Fathers, Children, and the Courage to Stay Alive
Posted June 15, 2008 9:30 PM
The week leading up to Father’s Day (June 15, 2008) has been designated Men’s Health Week. According to the Men’s Health Network the purpose of Men’s Health Week is to heighten the awareness of preventable health problems and encourage early detection and treatment of disease among men and boys. On a very practical level, this is a time to appreciate our own fathers and children and commit to our own health and well-being. My father almost died, but in the process helped save my life.

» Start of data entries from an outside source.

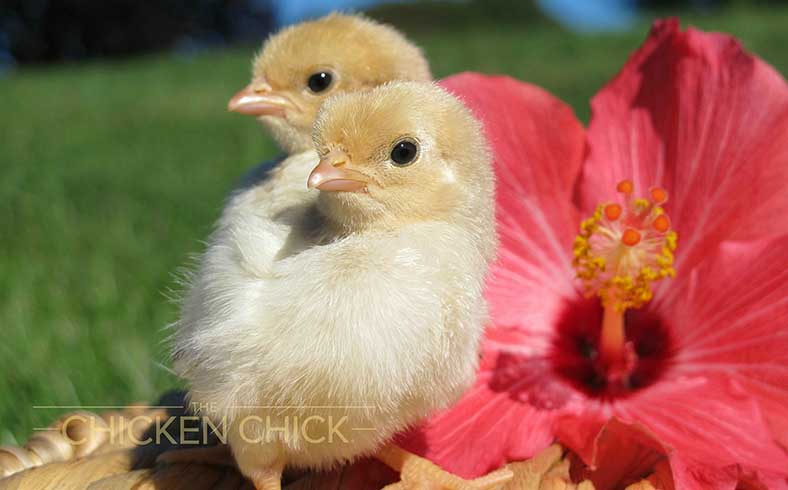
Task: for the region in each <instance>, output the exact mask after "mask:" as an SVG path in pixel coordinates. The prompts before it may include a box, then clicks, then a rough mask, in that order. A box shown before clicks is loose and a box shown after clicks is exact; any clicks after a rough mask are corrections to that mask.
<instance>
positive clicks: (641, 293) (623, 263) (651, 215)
mask: <svg viewBox="0 0 788 490" xmlns="http://www.w3.org/2000/svg"><path fill="white" fill-rule="evenodd" d="M616 190H617V191H618V192H619V194H620V195H621V196H622V198H621V199H620V202H610V203H604V204H600V205H599V206H597V209H596V210H595V211H594V214H593V215H592V216H591V217H590V218H588V219H586V220H584V221H583V222H582V223H581V224H580V234H579V235H578V236H577V237H576V238H575V243H574V262H573V263H574V266H575V269H576V271H577V277H578V278H579V279H581V280H582V281H583V285H584V287H585V289H586V293H587V295H588V296H590V297H591V296H598V297H599V298H600V300H601V302H602V307H603V317H602V327H601V331H600V334H599V340H598V350H599V363H600V364H601V368H603V369H604V370H605V371H606V372H607V373H608V375H609V376H619V377H626V376H628V375H629V374H630V373H631V372H632V369H633V365H632V363H633V362H636V359H634V360H633V358H632V355H631V354H632V352H631V349H630V350H628V349H627V338H626V335H625V334H626V332H625V328H624V316H625V313H626V311H627V310H628V309H636V308H640V307H641V306H643V305H644V304H646V303H647V302H648V301H650V300H651V298H652V296H653V293H652V290H651V284H652V283H653V282H655V281H659V280H661V279H663V278H665V277H673V276H675V274H676V271H675V269H674V268H673V253H674V252H675V250H676V241H677V239H678V235H677V234H676V232H675V231H672V230H671V229H670V226H671V225H670V218H668V216H667V214H665V210H664V209H663V208H662V206H661V205H662V204H664V203H665V202H666V201H667V199H668V193H667V191H665V189H662V188H660V187H653V188H651V189H650V190H649V192H648V197H634V185H633V184H632V182H631V181H629V180H624V181H622V182H619V184H618V186H617V187H616Z"/></svg>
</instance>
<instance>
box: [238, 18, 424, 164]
mask: <svg viewBox="0 0 788 490" xmlns="http://www.w3.org/2000/svg"><path fill="white" fill-rule="evenodd" d="M430 79H431V75H430V70H429V65H428V64H427V60H426V59H425V58H424V55H423V54H422V52H421V50H420V49H419V48H418V47H416V46H415V45H414V44H412V43H411V42H409V41H408V40H407V39H406V38H405V37H404V36H403V35H402V34H400V33H399V32H398V31H396V30H395V29H393V28H392V27H389V26H387V25H383V24H379V23H377V22H375V21H372V20H370V19H367V18H365V17H362V16H358V15H341V14H331V15H329V16H327V17H323V18H321V19H318V20H315V21H311V22H304V23H302V24H298V25H295V26H292V27H289V28H287V29H284V30H282V31H281V32H279V33H277V34H275V35H274V36H272V37H271V38H269V39H268V40H267V41H266V42H265V44H264V45H263V49H262V51H261V52H260V54H259V55H258V56H257V58H256V59H255V61H254V66H253V69H252V81H251V83H250V84H249V85H248V86H247V87H245V88H244V89H243V90H241V91H240V92H238V93H237V94H236V95H235V96H234V97H233V98H232V99H231V100H230V103H229V105H228V109H229V110H231V111H235V112H239V113H242V114H249V115H253V116H257V117H258V119H259V120H260V121H261V122H262V123H263V124H264V125H265V126H266V127H267V128H268V129H269V130H270V131H271V133H272V134H273V136H274V138H275V139H276V141H277V142H278V143H279V144H280V145H281V146H282V148H283V149H284V150H285V151H286V152H288V153H290V154H294V153H298V152H301V151H306V150H311V149H312V125H313V123H314V121H315V116H316V115H317V111H318V109H319V108H320V104H322V103H323V101H324V100H325V99H326V97H328V96H329V95H334V94H338V93H343V92H350V91H356V90H362V89H369V88H372V87H375V86H378V85H380V84H382V83H385V82H387V81H390V80H430Z"/></svg>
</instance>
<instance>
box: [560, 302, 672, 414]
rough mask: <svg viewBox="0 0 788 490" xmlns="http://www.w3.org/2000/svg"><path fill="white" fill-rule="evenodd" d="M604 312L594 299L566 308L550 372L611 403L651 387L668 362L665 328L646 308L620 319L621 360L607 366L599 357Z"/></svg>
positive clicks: (562, 319) (670, 347)
mask: <svg viewBox="0 0 788 490" xmlns="http://www.w3.org/2000/svg"><path fill="white" fill-rule="evenodd" d="M603 314H604V308H603V307H602V303H601V302H600V300H599V299H598V298H588V299H578V300H577V301H574V302H572V303H568V304H566V305H565V307H564V309H563V311H562V313H561V315H560V316H559V319H558V324H557V329H556V335H555V337H554V339H553V345H552V349H551V351H550V361H551V365H552V368H553V370H554V371H555V372H556V373H557V374H558V375H559V376H560V377H561V378H563V379H564V380H565V381H567V382H568V383H569V384H571V385H572V386H574V387H575V388H576V389H578V390H580V391H582V392H583V393H585V394H587V395H588V396H592V397H596V398H604V399H614V398H621V397H625V396H628V395H630V394H632V393H634V392H636V391H637V390H640V389H642V388H645V387H647V386H649V385H652V384H654V383H655V382H656V381H657V380H659V379H660V378H661V377H662V375H663V374H664V373H665V372H666V371H667V370H668V369H669V367H670V365H671V362H672V357H673V340H672V338H671V335H670V329H669V328H668V325H667V324H666V322H665V321H664V320H663V319H662V318H660V316H659V315H658V314H656V313H654V312H652V311H649V310H648V309H638V310H627V312H626V313H625V315H624V332H625V338H626V339H627V340H626V344H625V352H626V354H625V360H624V362H623V363H622V364H621V365H616V366H610V365H608V364H607V363H605V362H603V361H602V359H601V356H600V345H599V343H600V337H601V333H602V318H603Z"/></svg>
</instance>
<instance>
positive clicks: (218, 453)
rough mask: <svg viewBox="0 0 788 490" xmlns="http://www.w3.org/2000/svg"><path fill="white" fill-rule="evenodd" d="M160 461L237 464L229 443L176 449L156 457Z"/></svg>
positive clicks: (209, 464) (231, 465)
mask: <svg viewBox="0 0 788 490" xmlns="http://www.w3.org/2000/svg"><path fill="white" fill-rule="evenodd" d="M156 462H158V463H173V464H176V463H198V464H207V465H211V466H235V458H234V457H233V453H232V451H231V450H230V446H228V445H227V444H219V445H216V446H204V447H192V448H188V449H174V450H172V451H167V452H166V453H162V454H160V455H159V457H158V458H156Z"/></svg>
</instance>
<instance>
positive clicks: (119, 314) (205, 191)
mask: <svg viewBox="0 0 788 490" xmlns="http://www.w3.org/2000/svg"><path fill="white" fill-rule="evenodd" d="M339 8H341V9H359V8H363V9H365V10H366V12H367V13H368V15H370V16H371V17H373V18H375V19H379V20H381V21H384V22H390V23H392V24H394V25H396V26H397V27H398V28H400V29H401V30H403V31H404V32H405V33H406V34H407V35H408V36H410V37H411V38H412V39H413V40H414V41H416V42H417V43H418V44H420V45H421V46H422V47H423V48H424V50H425V51H426V54H427V56H428V57H429V59H430V61H431V63H432V68H433V73H434V74H435V75H436V77H443V76H446V75H449V74H451V73H455V72H458V71H463V70H477V71H481V72H488V73H506V74H510V75H513V76H515V77H518V78H520V79H523V80H527V81H530V82H533V83H536V84H538V85H541V86H543V87H545V88H547V89H548V90H550V91H551V92H553V93H554V94H556V95H558V96H559V97H560V98H562V99H564V100H566V101H568V102H569V103H570V104H571V105H572V106H573V107H574V108H575V110H576V112H577V114H578V116H579V117H580V118H581V119H583V120H586V121H587V119H588V117H589V108H588V101H589V99H590V97H591V96H593V94H594V93H595V92H596V91H597V90H599V88H601V87H602V85H603V84H604V83H605V82H606V81H607V80H609V79H610V78H611V77H612V76H613V75H614V74H615V73H616V72H617V70H618V69H619V68H620V67H621V66H622V65H623V63H624V62H625V60H626V58H627V56H628V54H629V53H630V52H632V51H633V50H634V49H636V48H637V47H638V46H639V45H640V43H641V41H642V40H643V39H644V37H645V36H646V33H647V31H648V26H649V24H650V22H651V21H652V20H653V19H654V18H656V17H661V16H666V15H678V16H681V17H682V19H683V22H684V24H685V25H686V24H692V25H696V26H699V27H701V28H704V29H707V30H720V31H726V32H730V33H732V34H734V35H736V36H738V37H739V38H740V39H741V40H742V41H743V43H744V45H745V46H746V47H747V48H748V49H749V50H750V51H753V52H755V53H756V54H758V55H759V56H761V57H763V58H764V59H766V60H767V61H768V62H770V63H771V64H773V65H774V66H775V67H776V68H777V69H778V70H779V71H780V72H781V73H783V74H784V75H785V74H786V73H788V50H786V49H785V46H788V4H786V2H777V1H773V2H744V1H712V0H705V1H702V0H696V1H683V2H682V1H673V2H665V1H656V0H655V1H649V2H646V1H636V0H584V1H575V0H538V1H525V0H524V1H512V2H508V1H504V0H468V1H460V0H454V1H443V2H436V1H430V2H425V1H410V2H403V3H395V4H391V3H390V4H386V5H382V4H380V2H375V1H373V0H345V1H338V0H333V1H329V0H321V1H308V0H301V1H274V0H162V1H149V0H0V444H16V443H21V442H23V441H24V440H25V438H26V437H27V435H28V434H29V433H30V431H31V430H33V428H35V427H43V426H46V425H47V424H48V423H49V422H50V421H52V420H53V419H54V418H55V416H57V415H58V414H60V413H62V412H64V411H67V410H68V408H65V407H64V408H41V407H47V406H53V405H58V406H68V405H87V406H93V405H101V406H103V405H123V404H126V403H130V402H153V401H155V400H156V399H157V398H158V396H159V395H160V394H162V393H163V392H164V391H165V390H167V389H169V388H173V387H178V386H180V383H179V381H178V380H177V379H176V378H175V377H174V376H173V375H172V374H171V373H170V371H169V368H168V366H169V361H168V358H167V348H166V337H167V331H166V328H165V327H166V326H167V325H168V324H169V323H170V322H172V321H173V320H174V319H175V316H176V313H177V308H176V306H175V305H174V304H173V302H172V299H173V298H174V297H176V296H177V291H178V289H179V284H178V279H177V278H178V270H179V269H182V268H183V267H185V266H188V264H189V263H190V260H191V259H190V258H191V257H193V255H194V254H196V253H198V252H200V250H201V249H202V240H203V239H204V238H205V237H206V236H207V235H208V233H209V232H210V230H211V226H212V223H213V221H214V220H215V219H216V218H217V216H218V213H219V210H220V209H221V206H222V202H223V199H224V197H225V196H226V194H227V192H228V191H229V190H230V189H231V188H232V186H233V184H234V182H235V181H236V180H237V179H238V177H239V176H240V175H241V174H242V173H243V172H244V170H245V169H247V168H249V167H251V166H252V165H254V164H255V163H256V162H259V161H261V160H263V159H267V158H271V157H273V156H275V155H276V153H277V150H276V149H275V147H274V146H273V145H272V143H271V141H270V140H269V138H268V137H267V136H266V135H264V134H263V132H262V130H261V128H260V127H259V125H258V124H256V123H255V122H254V121H253V120H251V119H248V118H246V117H241V116H239V115H235V114H229V113H227V112H226V110H225V107H226V103H227V99H228V98H229V97H230V96H231V95H232V94H233V93H234V92H235V91H236V90H237V89H239V88H240V87H242V86H243V85H245V84H246V83H247V79H248V75H249V67H250V60H251V57H252V55H253V54H254V53H255V51H256V50H257V49H258V48H259V45H260V42H261V41H262V40H263V39H264V38H265V37H266V35H267V34H268V33H269V32H271V31H272V30H276V29H278V28H279V27H281V26H284V25H287V24H289V23H292V22H297V21H298V20H301V19H303V18H307V17H312V16H317V15H321V14H323V13H325V12H327V11H330V10H332V9H339ZM36 407H38V408H36Z"/></svg>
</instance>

Throughout his life my father suffered from what we now know is bipolar illness or manic-depressive illness. He had radical mood swings. One day he’d be euphoric writing in his journal and making plans for exciting and fun trips that he would take at the drop of the hat. At other times he would be irritable, angry, and morose. At those times he was frightening and I learned to stay away from him.

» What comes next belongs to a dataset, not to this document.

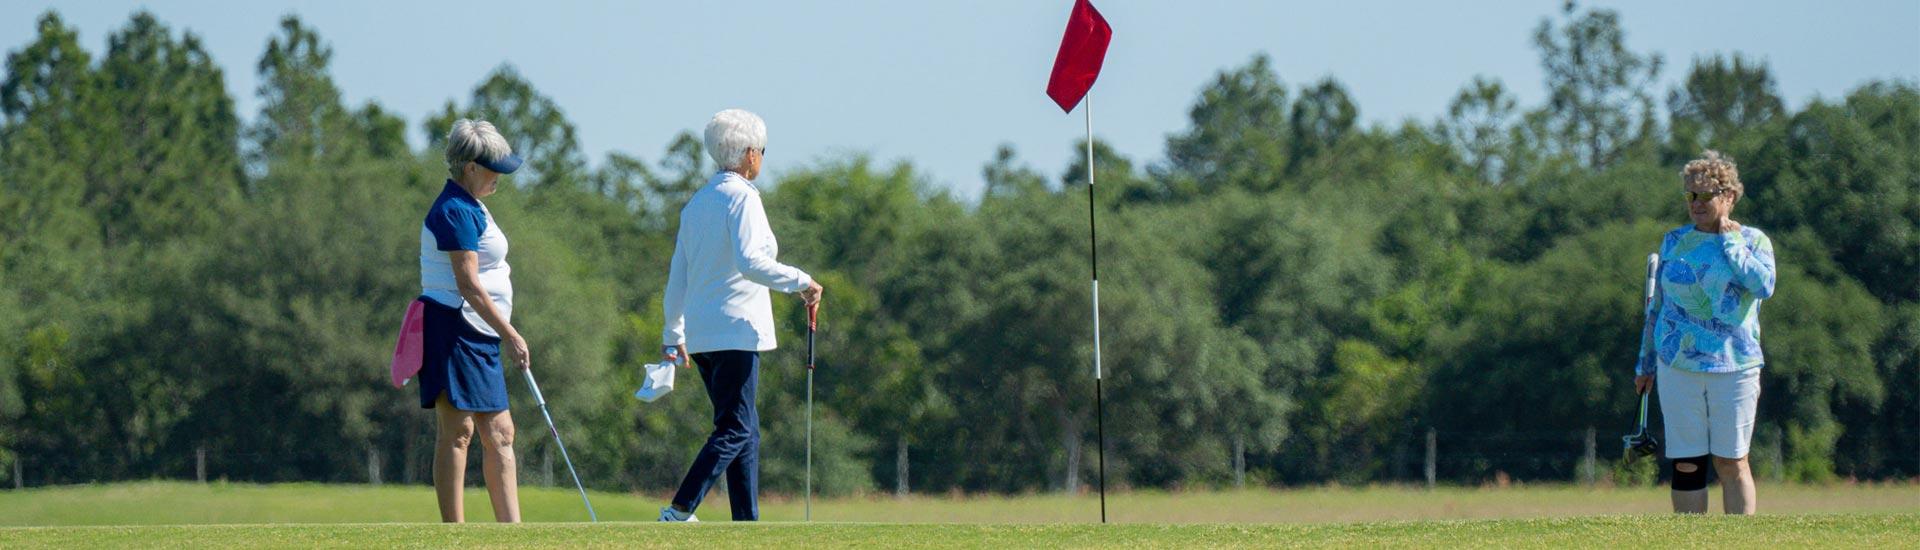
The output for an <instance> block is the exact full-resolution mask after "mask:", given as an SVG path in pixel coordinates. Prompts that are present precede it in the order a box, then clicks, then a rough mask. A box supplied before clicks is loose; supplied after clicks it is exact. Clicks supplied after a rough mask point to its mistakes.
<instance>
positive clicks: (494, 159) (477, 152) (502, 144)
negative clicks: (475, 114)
mask: <svg viewBox="0 0 1920 550" xmlns="http://www.w3.org/2000/svg"><path fill="white" fill-rule="evenodd" d="M509 154H513V146H509V144H507V138H505V137H501V135H499V131H497V129H493V123H490V121H482V119H457V121H453V131H447V173H449V175H453V177H455V179H459V177H461V171H465V169H467V163H468V162H476V160H501V158H507V156H509Z"/></svg>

When I was five years old in 1948, my father tried to commit suicide. I came home from school one day and was told he was in the hospital. The reasons given by my mother and uncle were vague, something about a nervous breakdown. He went from the local hospital to the State Mental Hospital in Camarillo, north of Los Angeles.

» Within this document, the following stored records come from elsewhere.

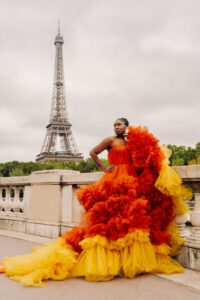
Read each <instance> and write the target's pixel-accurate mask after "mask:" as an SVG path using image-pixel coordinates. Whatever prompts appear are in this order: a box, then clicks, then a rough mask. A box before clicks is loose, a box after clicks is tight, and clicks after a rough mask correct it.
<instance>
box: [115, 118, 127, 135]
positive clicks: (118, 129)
mask: <svg viewBox="0 0 200 300" xmlns="http://www.w3.org/2000/svg"><path fill="white" fill-rule="evenodd" d="M126 128H127V126H126V125H125V123H124V122H123V121H121V120H116V121H115V123H114V131H115V133H116V135H122V134H124V133H125V131H126Z"/></svg>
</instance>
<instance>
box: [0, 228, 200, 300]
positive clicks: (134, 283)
mask: <svg viewBox="0 0 200 300" xmlns="http://www.w3.org/2000/svg"><path fill="white" fill-rule="evenodd" d="M22 238H26V240H23V239H22ZM48 240H49V239H45V238H40V237H37V236H30V235H24V234H22V233H17V232H16V233H15V238H14V237H13V232H9V231H2V230H0V257H4V256H13V255H16V254H25V253H29V252H30V251H31V248H32V246H34V245H36V244H41V243H43V242H46V241H48ZM33 241H34V242H33ZM0 299H1V300H11V299H12V300H13V299H14V300H23V299H28V300H33V299H34V300H35V299H41V300H47V299H48V300H64V299H65V300H86V299H87V300H124V299H126V300H129V299H131V300H134V299H136V300H151V299H152V300H158V299H159V300H171V299H173V300H186V299H187V300H188V299H190V300H200V273H198V272H194V271H191V270H186V272H185V273H184V274H173V275H161V276H153V275H149V274H144V275H140V276H137V277H136V278H135V279H124V278H116V279H114V280H111V281H109V282H87V281H86V280H84V279H82V278H79V279H68V280H64V281H48V286H47V287H46V288H33V287H25V286H22V285H20V284H19V283H17V282H15V281H12V280H10V279H9V278H8V277H7V276H6V275H5V274H2V275H0Z"/></svg>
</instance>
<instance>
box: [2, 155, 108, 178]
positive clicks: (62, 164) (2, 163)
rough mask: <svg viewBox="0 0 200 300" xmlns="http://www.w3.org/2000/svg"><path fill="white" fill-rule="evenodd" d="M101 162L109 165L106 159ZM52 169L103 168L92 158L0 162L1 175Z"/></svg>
mask: <svg viewBox="0 0 200 300" xmlns="http://www.w3.org/2000/svg"><path fill="white" fill-rule="evenodd" d="M101 162H102V163H103V164H104V165H105V166H106V167H107V166H108V163H107V160H106V159H101ZM52 169H63V170H75V171H80V172H81V173H86V172H99V171H101V169H100V168H99V167H98V166H97V165H96V164H95V162H94V161H93V160H92V159H91V158H87V159H85V160H82V161H81V162H80V163H76V162H75V161H68V162H65V161H64V162H62V161H57V160H51V161H49V162H48V163H43V162H33V161H29V162H19V161H11V162H7V163H0V177H2V176H3V177H9V176H27V175H30V174H31V173H32V172H34V171H42V170H52Z"/></svg>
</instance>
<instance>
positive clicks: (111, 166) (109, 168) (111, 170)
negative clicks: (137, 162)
mask: <svg viewBox="0 0 200 300" xmlns="http://www.w3.org/2000/svg"><path fill="white" fill-rule="evenodd" d="M114 169H115V165H110V166H108V167H107V168H106V169H105V171H104V172H112V171H114Z"/></svg>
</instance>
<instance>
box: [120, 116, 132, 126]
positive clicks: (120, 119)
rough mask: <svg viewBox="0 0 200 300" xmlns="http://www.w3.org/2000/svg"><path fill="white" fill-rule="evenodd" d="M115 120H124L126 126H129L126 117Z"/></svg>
mask: <svg viewBox="0 0 200 300" xmlns="http://www.w3.org/2000/svg"><path fill="white" fill-rule="evenodd" d="M117 120H120V121H122V122H124V124H125V125H126V126H129V121H128V120H127V119H125V118H119V119H117Z"/></svg>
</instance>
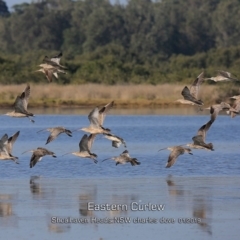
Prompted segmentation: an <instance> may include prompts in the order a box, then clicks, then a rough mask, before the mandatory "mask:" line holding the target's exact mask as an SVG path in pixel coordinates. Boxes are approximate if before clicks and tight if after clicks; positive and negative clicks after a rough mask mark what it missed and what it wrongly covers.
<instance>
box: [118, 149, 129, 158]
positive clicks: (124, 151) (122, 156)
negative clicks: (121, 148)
mask: <svg viewBox="0 0 240 240" xmlns="http://www.w3.org/2000/svg"><path fill="white" fill-rule="evenodd" d="M120 156H121V157H129V158H130V155H129V152H128V150H125V151H123V152H122V153H121V154H120Z"/></svg>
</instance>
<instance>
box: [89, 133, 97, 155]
mask: <svg viewBox="0 0 240 240" xmlns="http://www.w3.org/2000/svg"><path fill="white" fill-rule="evenodd" d="M96 136H97V134H90V135H89V136H88V150H89V151H90V150H91V148H92V145H93V142H94V140H95V138H96Z"/></svg>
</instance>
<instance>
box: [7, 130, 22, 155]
mask: <svg viewBox="0 0 240 240" xmlns="http://www.w3.org/2000/svg"><path fill="white" fill-rule="evenodd" d="M19 134H20V131H18V132H16V133H15V134H14V135H12V136H11V137H10V138H8V141H7V145H6V148H7V151H8V153H9V154H11V153H12V147H13V144H14V143H15V141H16V140H17V138H18V136H19Z"/></svg>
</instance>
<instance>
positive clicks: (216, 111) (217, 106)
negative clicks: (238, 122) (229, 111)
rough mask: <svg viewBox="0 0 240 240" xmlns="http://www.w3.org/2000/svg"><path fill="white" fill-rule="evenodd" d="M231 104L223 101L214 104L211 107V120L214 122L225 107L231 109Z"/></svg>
mask: <svg viewBox="0 0 240 240" xmlns="http://www.w3.org/2000/svg"><path fill="white" fill-rule="evenodd" d="M230 108H231V106H230V105H229V104H228V103H225V102H221V104H217V105H212V106H211V107H210V114H211V120H212V121H213V122H214V121H215V119H216V118H217V116H218V114H219V112H220V111H221V110H223V109H230Z"/></svg>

My uncle took me to visit him on Sundays. The experience was traumatic and frightening. Although we saw him in a visitor’s room and later on the grounds, I can still hear and feel the anguish of the patients who were locked up there. I knew my father was in "the loony bin" and I feared I would end up in there as well. Although I hated going on these Sunday outings, my mother felt I should see my father, and being a dutiful son I went along.
After many months, it was clear that my father wasn’t getting better. Each Sunday he seemed to become more withdrawn. Eventually he didn’t seem to know who I was and I finally was able to stop going. The doctors told my mother and uncle that my father would likely never leave the hospital. He was diagnosed as being Schizophrenic. After 5 years, my mother got a divorce.
Over the years my father’s memory began to fade, though the fear that I would end up committing suicide or be locked up was a constant terror for me. However, unlike most people who were locked up in State Mental Hospitals in the 1940s and 1950s, my father did not give up. After 8 years he escaped and made his way back to Los Angeles.
The story of his journey and our subsequent meetings will have to wait for another time to tell. What I give thanks for today is that he never gave up even when the "experts" said he was a hopeless case. Not only did he escape from the hospital, but he was able to keep his mental illness from killing him. He fought his illness with the resources he had available, his wit, his talent as an actor, and his belief in the inherent goodness of humanity.
He lived until he was almost 90. One of his poems that expressed who he was, he called Resiliency:
Resiliency—One of Humankind’s finest graces—
Time and time and time
Without end—
life bends us, twists us, knots us, stretches us,
Out-out-out-out
Till we’re positive, we’re going to break—
But out of our pains, our agonies, our heartaches,
We snap back and go on.
That power and strength to be stretched and stretched
And stretched—And then to snap back
Again and again and again
And go on
And live on—
Of all human Kind’s
Finest graces—one of the finest
Is
Resiliency
Tom Roberts Diamond, 1906-1996
Happy Father’s Day!
His willingness to fight for his health in the face of serious mental illness has stayed with me. I’ve had to draw on his strength many times over the years in my own struggles with Manic-Depressive Illness. For his courage, I give thanks.
What are the strengths you have learned from your father that have enabled you to deal with life’s challenges? Please share your own experiences with your father.